21 Sep Does President Obama Have to Send the “Cyber Arms Control” Agreement with China to the Senate?
U.S. and Chinese negotiators are apparently very close to working out an agreement to limit the use of cyberweapons against each other. There is talk that this agreement will be concluded before Chinese President Xi Jinping’s state visit to the U.S. next week. The agreement will be pretty narrow in scope and apparently would not address the acts of cyber-theft and espionage that China allegedly carried out earlier this year. According to the NYT:
The United States and China are negotiating what could become the first arms control accord for cyberspace, embracing a commitment by each country that it will not be the first to use cyberweapons to cripple the other’s critical infrastructure during peacetime, according to officials involved in the talks.
I am skeptical that this kind of agreement could be effective for the reasons that Jack Goldsmith and Paul Rosenzweig have laid out (see also Goldsmith at greater length here). But putting aside its effectiveness, it is worth asking whether a “cyber arms control agreement” would be the type of an agreement that required approval by two-thirds of the Senate as a treaty.
Much depends on exactly what the agreement purports to do. If the agreement actually contains a commitment by the U.S. to “not be the first to use cyberweapons to cripple the other’s critical infrastructure”, than it is much closer to the traditional kinds of arms control agreements that have usually been approved under the U.S. system as treaties.
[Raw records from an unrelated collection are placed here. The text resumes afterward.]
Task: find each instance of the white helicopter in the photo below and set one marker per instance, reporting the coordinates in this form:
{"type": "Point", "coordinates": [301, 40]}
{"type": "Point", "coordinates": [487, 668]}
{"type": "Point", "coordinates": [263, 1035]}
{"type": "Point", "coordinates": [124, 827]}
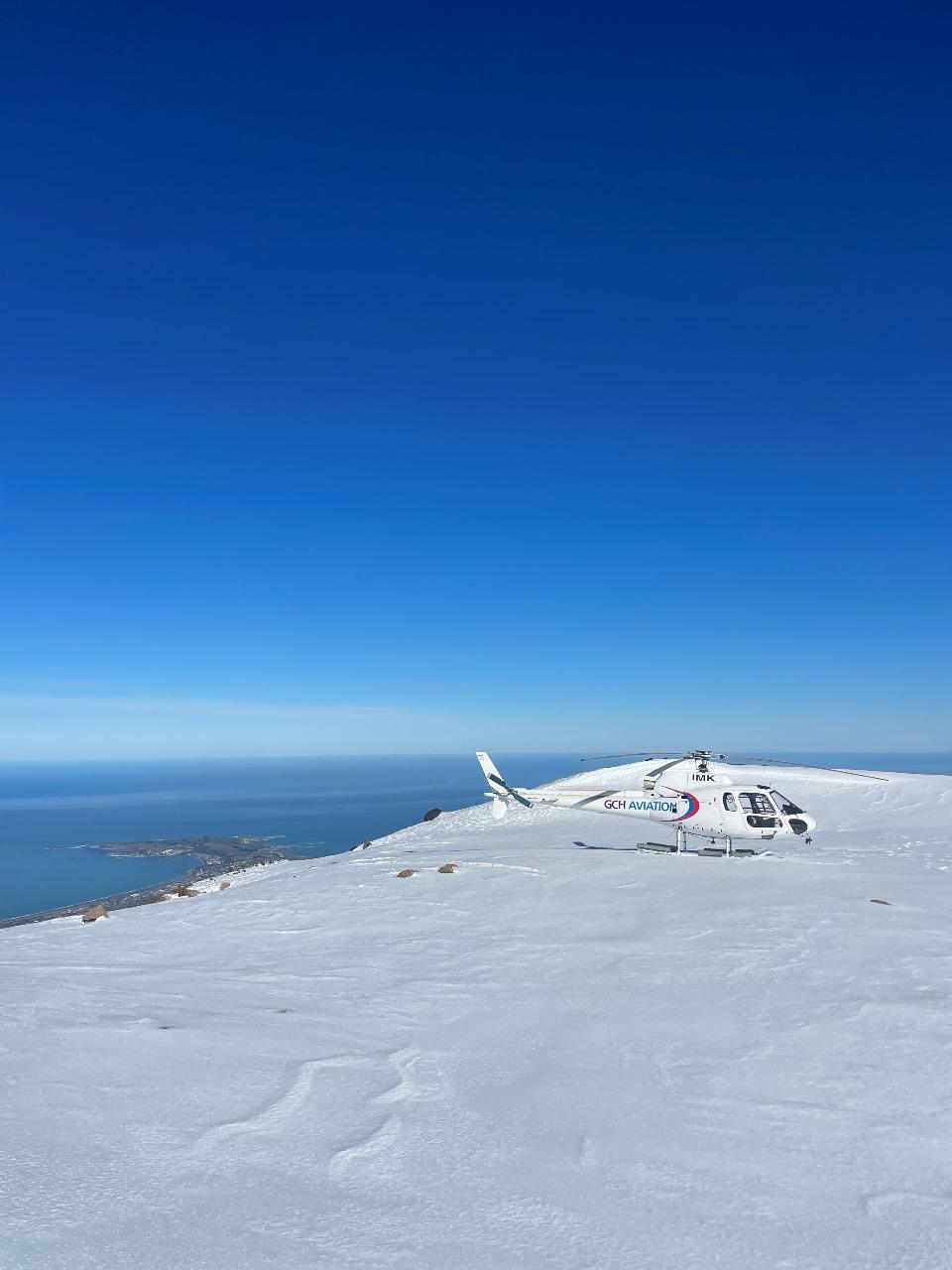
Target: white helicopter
{"type": "Point", "coordinates": [715, 807]}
Unlike the Iran Nuclear Deal (which is mostly about lifting economic sanctions), the U.S. would be committing to refraining from using certain weapons or from exercising its military forces.
On the other hand, U.S administration sources caution that this agreement would not lay out specific obligations, but it “would be a more ‘generic embrace’ of a code of conduct adopted recently by a working group at the United Nations.” But even an agreement incorporating that code of conduct might be considered an “arms control” agreement since it requires that a state “should not conduct or knowingly support ICT activity contrary to its obligations under international law that intentionally damages critical infrastructure or otherwise impairs the use and operation of critical infrastructure to provide services to the public;” The rest of the code of conduct also imposes fairly robust obligations on a state.
I will have to think about this some more, but on first cut, it is possible that this cyber control agreement will have to be sent to the Senate as a treaty. I think Senate approval of such a treaty would be a non-starter given the current political climate, so perhaps the Obama Administration will announce that this will be a sole executive agreement after all. Whether that is permitted under the Constitution remains unclear though.